Several talented wings and forwards emerged from the competition and made noteworthy impressions. With plenty of versatility and length on display, here are the top wing performers from the Nike Elite 100:
Cade Cunningham, 2020 SF, Bowie (TX): A nice, unexpected surprise, Cunningham (pictured above) walked away from the Elite 100 as one of the most eye-opening guys that participated in camp. Blessed with a strong, sturdy frame for a rising sophomore, Cunningham was one of the best playmakers off the dribble. He used his slithery slashing ability to carve up defenses and get to the rim time and time again. Cunningham displayed a smooth, fluid game and the ability to use both hands. He has a solid skill-set and is a terrific passer. Cunningham’s all-around game makes him an early 2020 guy to keep an eye on.
Keion Brooks, 2019 SF, North Side (IN): In the initial round of games, Brooks was caught settling for jump shots behind the three-point line. However, as the camp went on, the athletic, 6-foot-6 wing man proved he was one of the best slashers in camp. He still needs to improve at finishing with contact, but Brooks was one of the best transition players with his ability to play above the rim. The rising junior also caused some problems with his length on the defensive end and looks like someone that could be an above-average defender at the next level.
Luke Anderson, 2019 SF, Lakeland (FL): From start to finish, there wasn’t a more consistent player than Anderson. Coaches knew what to expect from the 6-foot-6 forward each time out, as he did just about everything on the floor. The son of an NAIA coach, Anderson has a high basketball IQ and concentrates on the smallest details on the floor. Anderson hit shots, defended, rebounded, and handled and passed the basketball with confidence. He wasn’t the most flashy guy at camp, but Anderson is a terrific glue guy and someone that will help a college program win games.
Marcus Watson, 2019 SF, Buford (GA): Watson has always been notorious for his brute power and strength, but this weekend the Georgia native showed he can score from the outside, too. The 6-foot-6 wing man knocked down several shots from the perimeter during game-play, raising some eyebrows with his game. Watson still excels at putting his head down and launching himself to the rim, but he proved there is more to his arsenal than just overpowering athleticism. He enhanced his stock over the weekend.
Addison Patterson, 2020 SF, Athletes Institute (CAN): The ability to get buckets translates from country to country – just ask Addison Patterson. The Canadian wing is wired to score the basketball and does a masterful job at getting to the rim. The rising sophomore excels as a straight-line driver, as he uses his strength and size to gain the upper hand on opposing defenders. He finished very well at the rim and also mixed in some 3’s. While it’s still early for him, Patterson is another talented Canadian to keep tabs on.
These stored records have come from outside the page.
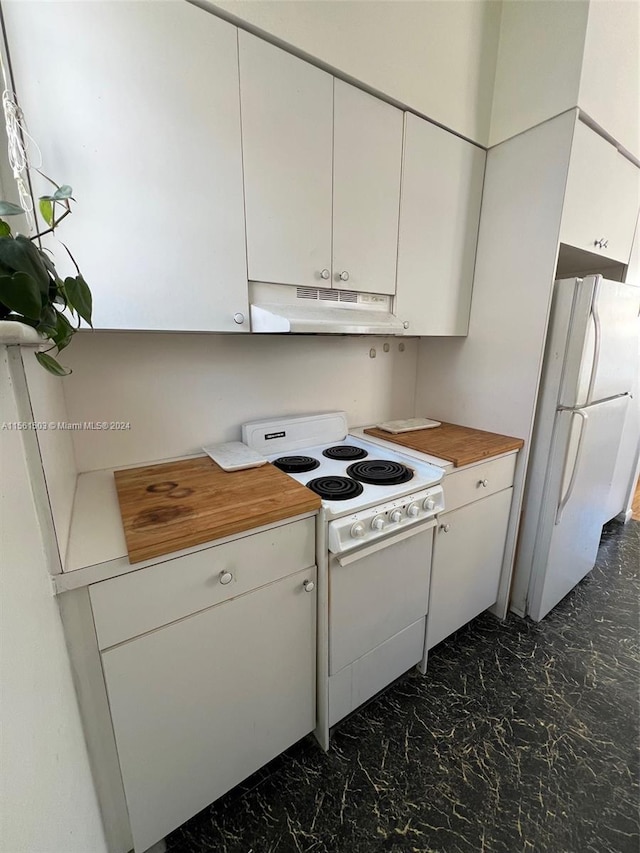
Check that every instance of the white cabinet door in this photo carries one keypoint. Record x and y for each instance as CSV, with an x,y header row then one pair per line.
x,y
602,197
144,123
200,704
442,178
366,191
287,131
467,562
610,83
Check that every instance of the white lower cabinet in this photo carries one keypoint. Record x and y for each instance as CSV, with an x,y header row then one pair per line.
x,y
200,704
467,563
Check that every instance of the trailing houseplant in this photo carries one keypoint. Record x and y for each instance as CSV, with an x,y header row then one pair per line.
x,y
31,291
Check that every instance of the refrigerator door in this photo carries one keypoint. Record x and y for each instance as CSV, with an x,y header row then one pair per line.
x,y
574,507
601,349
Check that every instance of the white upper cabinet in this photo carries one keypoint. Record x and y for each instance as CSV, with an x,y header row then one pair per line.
x,y
366,190
287,132
610,82
139,112
442,177
601,199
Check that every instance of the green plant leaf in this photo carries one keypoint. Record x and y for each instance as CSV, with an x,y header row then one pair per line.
x,y
20,318
46,209
64,331
21,293
9,209
48,324
79,296
52,365
62,192
20,255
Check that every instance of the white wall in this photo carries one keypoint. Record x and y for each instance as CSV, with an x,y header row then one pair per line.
x,y
180,391
48,799
436,57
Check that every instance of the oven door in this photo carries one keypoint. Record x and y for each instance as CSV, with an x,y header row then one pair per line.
x,y
376,591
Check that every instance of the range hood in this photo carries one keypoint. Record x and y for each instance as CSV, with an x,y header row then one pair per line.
x,y
316,310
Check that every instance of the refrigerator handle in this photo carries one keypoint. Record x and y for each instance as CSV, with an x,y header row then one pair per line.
x,y
565,500
597,329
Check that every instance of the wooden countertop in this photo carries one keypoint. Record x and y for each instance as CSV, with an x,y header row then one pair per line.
x,y
458,444
176,505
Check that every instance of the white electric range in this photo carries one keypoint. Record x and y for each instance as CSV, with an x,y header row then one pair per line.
x,y
373,550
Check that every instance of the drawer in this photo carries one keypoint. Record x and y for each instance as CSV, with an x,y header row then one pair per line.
x,y
463,487
133,604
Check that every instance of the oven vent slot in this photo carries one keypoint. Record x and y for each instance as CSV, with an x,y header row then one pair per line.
x,y
328,295
307,292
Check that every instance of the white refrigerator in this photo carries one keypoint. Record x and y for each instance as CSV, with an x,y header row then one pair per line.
x,y
589,366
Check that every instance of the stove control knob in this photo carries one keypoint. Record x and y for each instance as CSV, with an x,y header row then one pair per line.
x,y
357,531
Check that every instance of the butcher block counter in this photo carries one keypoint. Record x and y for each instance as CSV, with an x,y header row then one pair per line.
x,y
169,523
176,505
459,445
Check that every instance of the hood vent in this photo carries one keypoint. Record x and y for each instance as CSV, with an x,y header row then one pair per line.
x,y
295,309
327,295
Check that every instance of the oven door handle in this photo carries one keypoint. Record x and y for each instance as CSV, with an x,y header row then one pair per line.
x,y
379,544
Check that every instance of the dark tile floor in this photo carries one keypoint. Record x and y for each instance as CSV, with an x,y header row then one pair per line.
x,y
521,737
Nate Tabor, 2020 SF, Our Savior New American (NY): Tabor was one of the most physically imposing wings in camp despite being a 2020 prospect. Built with a stout frame, the rugged wing was also one of the toughest players throughout the weekend. The 6-foot-4 wing is hard-nosed and relentless attacking the rim. He embraces contact with the best of them and has the ability to finish through contact. Tabor is still far from a finished product, but his production is hard to deny at this point.
Trendon Watford, 2019 SF, Mountain Brook (AL): One of the most versatile wing-forward prospects in attendance, Watford was a challenge to guard for almost all defenders throughout the weekend. The 6-foot-8 forward made the most of his size and ball skills and played with a purpose. Watford excelled at attacking the rim and finishing off of spins around the basket. While he isn’t quick off the bounce, Watford was hard to handle with his combination of size and skill-set. He also knocked down some jumpers to keep defenders honest.
Isaac Okoro, 2019 SF, McEachern (GA): Okoro was one of the most engaging five-tool players on display at the Elite 100. The bouncy wing made an impact on both ends of the floor, whether it was scoring, defending, rebounding, or passing. An overpowering athlete, Okoro looked to punish defenders by dunking them through the rim. Most of his damage occurred at the rim, but he brings value on the defensive end of the floor, too. With the ability to defend the 1-3, he will find a nice home at the next level.